Meta’s New AI Can Translate Nearly 100 Languages

by nativetechdoctor
2 minutes read

Facebook’s parent company, Meta Platforms, just launched its AI-SeamlessM4T model. It can support the translation of written and spoken texts in nearly 100 languages. This is a combination of technology that was previously only available in separate models.

In a blog post, the company said that SeamlessM4T can also translate entire “speech to speech” in 35 languages.

CEO Mark Zuckerberg said he envisions such tools facilitating interaction between users around the globe in a virtual universe, a collection of interconnected virtual worlds that he is betting on the future of the company.

The blog post says that Meta is working on making this model available to the public for non-commercial use.

The world’s largest social media company released a series of mostly free AI models this year, including the massive conversational language model Llama. This poses a serious challenge to the proprietary models sold by OpenAI and Alphabet’s Google. Microsoft-backed

SeamlessM4T builds on a previous artificial intelligence (AI) project by Meta. In July 2022, the company launched the “No Language Left Behind” project, which uses AI to translate text-to-text for 200 languages ​​with a focus on improving translations for rare languages. more or less used, according to CNET.

Like many big tech companies, Meta has increased its focus on developing and launching AI-powered tools and services this year. Like Microsoft launching a new AI-powered Bing search feature in February, using the same OpenAI ChatGPT-enabled technology…

ecosystem Mr. Zuckerberg said the open AI benefits Meta because the company can effectively mobilize resources from the community to create tools that are consumer-facing, interactive, and serve consumers. users, for its social platform rather than charging for access to the models, according to Reuters.

However, Meta faces legal questions around the issue of training data (the initial data they need to create AI models).

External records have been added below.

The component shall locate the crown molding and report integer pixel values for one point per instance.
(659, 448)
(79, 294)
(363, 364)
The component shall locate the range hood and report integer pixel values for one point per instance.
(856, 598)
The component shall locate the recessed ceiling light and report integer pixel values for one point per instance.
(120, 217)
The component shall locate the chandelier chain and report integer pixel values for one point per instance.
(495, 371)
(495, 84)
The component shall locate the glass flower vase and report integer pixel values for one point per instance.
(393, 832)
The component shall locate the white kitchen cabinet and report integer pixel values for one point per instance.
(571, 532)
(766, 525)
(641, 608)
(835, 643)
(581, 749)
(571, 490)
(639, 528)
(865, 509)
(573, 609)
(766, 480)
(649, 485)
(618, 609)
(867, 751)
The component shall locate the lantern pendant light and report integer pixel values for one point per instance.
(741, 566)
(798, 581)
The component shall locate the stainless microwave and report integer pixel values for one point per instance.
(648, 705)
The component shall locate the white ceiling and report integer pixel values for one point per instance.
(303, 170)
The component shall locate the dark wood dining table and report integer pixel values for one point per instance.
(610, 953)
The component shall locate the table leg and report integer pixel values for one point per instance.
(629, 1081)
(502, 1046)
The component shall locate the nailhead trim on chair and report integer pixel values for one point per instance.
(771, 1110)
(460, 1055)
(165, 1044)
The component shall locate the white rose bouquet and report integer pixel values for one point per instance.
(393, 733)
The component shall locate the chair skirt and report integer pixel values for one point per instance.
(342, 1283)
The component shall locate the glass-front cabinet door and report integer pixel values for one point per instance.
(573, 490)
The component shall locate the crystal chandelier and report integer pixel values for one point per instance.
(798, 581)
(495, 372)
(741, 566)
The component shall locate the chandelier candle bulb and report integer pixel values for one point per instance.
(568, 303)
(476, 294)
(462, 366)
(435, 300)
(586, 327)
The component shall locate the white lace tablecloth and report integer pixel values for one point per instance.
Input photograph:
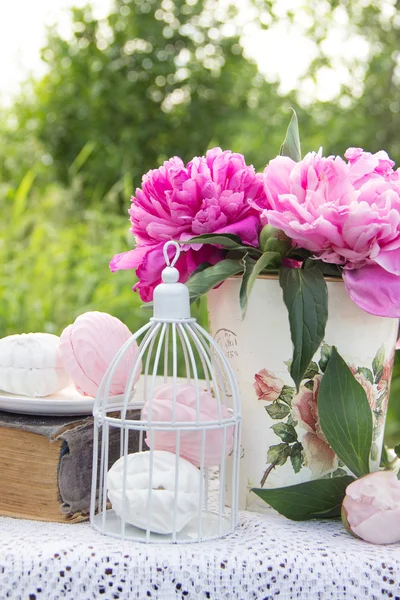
(268, 557)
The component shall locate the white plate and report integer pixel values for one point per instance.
(66, 402)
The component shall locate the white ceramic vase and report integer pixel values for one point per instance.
(259, 348)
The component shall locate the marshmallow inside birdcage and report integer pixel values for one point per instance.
(179, 442)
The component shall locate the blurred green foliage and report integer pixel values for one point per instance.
(155, 79)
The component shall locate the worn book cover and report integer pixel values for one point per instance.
(46, 466)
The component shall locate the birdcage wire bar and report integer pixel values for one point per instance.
(160, 342)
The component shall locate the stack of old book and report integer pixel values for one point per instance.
(46, 466)
(47, 389)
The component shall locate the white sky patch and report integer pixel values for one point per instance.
(283, 51)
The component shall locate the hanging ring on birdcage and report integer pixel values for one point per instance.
(167, 245)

In July, comedian Sarah Silverman and two other authors filed a lawsuit against Meta and OpenAI for copyright infringement, accusing the two companies of using their books as training data without their permission. author, according to Reuters.

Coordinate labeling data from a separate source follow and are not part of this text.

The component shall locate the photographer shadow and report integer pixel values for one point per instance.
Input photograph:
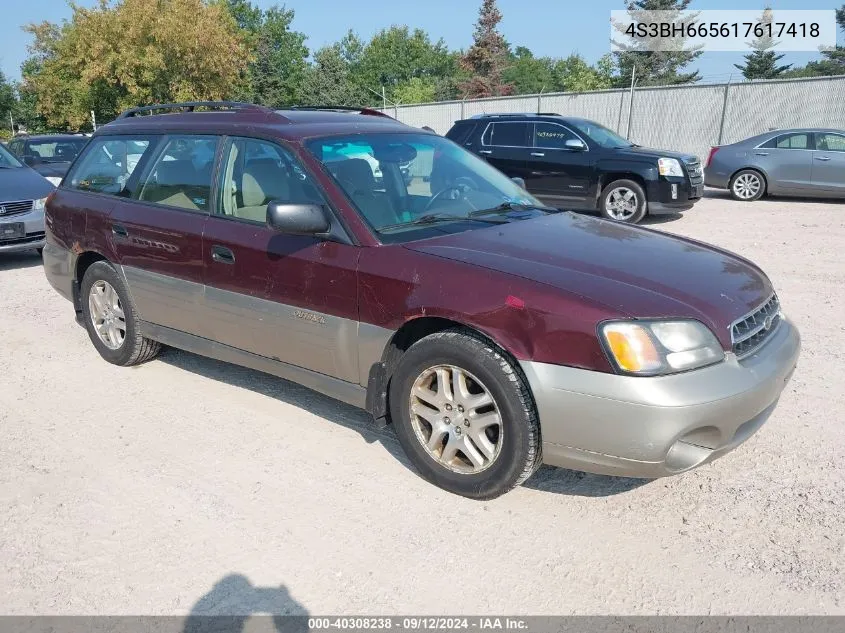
(234, 600)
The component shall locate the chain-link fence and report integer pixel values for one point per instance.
(682, 118)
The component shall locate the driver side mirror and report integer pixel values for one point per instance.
(297, 219)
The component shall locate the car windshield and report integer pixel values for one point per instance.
(8, 161)
(56, 150)
(410, 185)
(600, 134)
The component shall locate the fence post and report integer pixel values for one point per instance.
(724, 110)
(631, 104)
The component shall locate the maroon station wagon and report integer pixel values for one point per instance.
(391, 269)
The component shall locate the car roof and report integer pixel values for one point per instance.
(289, 124)
(795, 130)
(52, 137)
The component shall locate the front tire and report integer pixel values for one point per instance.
(110, 318)
(464, 415)
(747, 185)
(623, 201)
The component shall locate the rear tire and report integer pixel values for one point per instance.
(110, 317)
(747, 185)
(476, 436)
(623, 201)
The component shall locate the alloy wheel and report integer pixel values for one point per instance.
(456, 419)
(746, 186)
(622, 204)
(107, 315)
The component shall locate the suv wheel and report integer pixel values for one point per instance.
(110, 318)
(623, 201)
(464, 415)
(747, 185)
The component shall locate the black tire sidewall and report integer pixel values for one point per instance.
(463, 352)
(103, 271)
(629, 184)
(759, 194)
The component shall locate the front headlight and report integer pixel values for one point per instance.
(669, 167)
(650, 348)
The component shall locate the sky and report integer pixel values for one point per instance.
(554, 28)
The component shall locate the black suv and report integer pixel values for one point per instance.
(48, 154)
(578, 164)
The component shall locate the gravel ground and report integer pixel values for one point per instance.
(191, 485)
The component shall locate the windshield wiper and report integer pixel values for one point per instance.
(434, 218)
(512, 206)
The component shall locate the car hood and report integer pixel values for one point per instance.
(648, 152)
(52, 169)
(22, 183)
(632, 271)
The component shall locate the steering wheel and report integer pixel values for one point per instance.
(460, 187)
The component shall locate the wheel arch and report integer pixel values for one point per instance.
(756, 168)
(413, 330)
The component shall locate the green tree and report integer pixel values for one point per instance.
(8, 104)
(487, 58)
(528, 74)
(328, 80)
(396, 56)
(275, 74)
(133, 52)
(574, 74)
(762, 62)
(654, 68)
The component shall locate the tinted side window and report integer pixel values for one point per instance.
(108, 164)
(461, 132)
(551, 136)
(256, 173)
(800, 140)
(830, 142)
(510, 134)
(182, 173)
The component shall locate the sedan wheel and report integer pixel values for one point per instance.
(747, 185)
(456, 419)
(107, 315)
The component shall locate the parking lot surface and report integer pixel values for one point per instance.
(188, 485)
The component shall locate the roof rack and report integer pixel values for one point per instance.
(512, 114)
(365, 111)
(190, 106)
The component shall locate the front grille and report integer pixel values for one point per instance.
(750, 332)
(15, 208)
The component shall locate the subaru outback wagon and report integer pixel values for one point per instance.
(494, 333)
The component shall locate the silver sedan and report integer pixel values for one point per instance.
(799, 162)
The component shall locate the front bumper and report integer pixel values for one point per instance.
(654, 427)
(33, 226)
(672, 194)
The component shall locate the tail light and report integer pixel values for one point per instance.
(710, 156)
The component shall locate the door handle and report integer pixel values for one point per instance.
(222, 254)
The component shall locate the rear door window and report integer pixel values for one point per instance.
(509, 134)
(109, 163)
(552, 136)
(182, 173)
(799, 140)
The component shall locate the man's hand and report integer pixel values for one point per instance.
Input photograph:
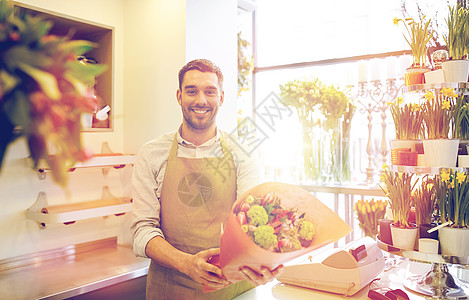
(265, 276)
(200, 270)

For the SeamlessM4T model, Meta researchers say they collected audio training data from 4 million hours of “publicly available web data archive raw audio”. They don’t specify which repository. A spokesperson for Meta did not respond to questions about the source of the audio data. According to the research paper, the text data comes from datasets created last year that pull content from Wikipedia and affiliated websites.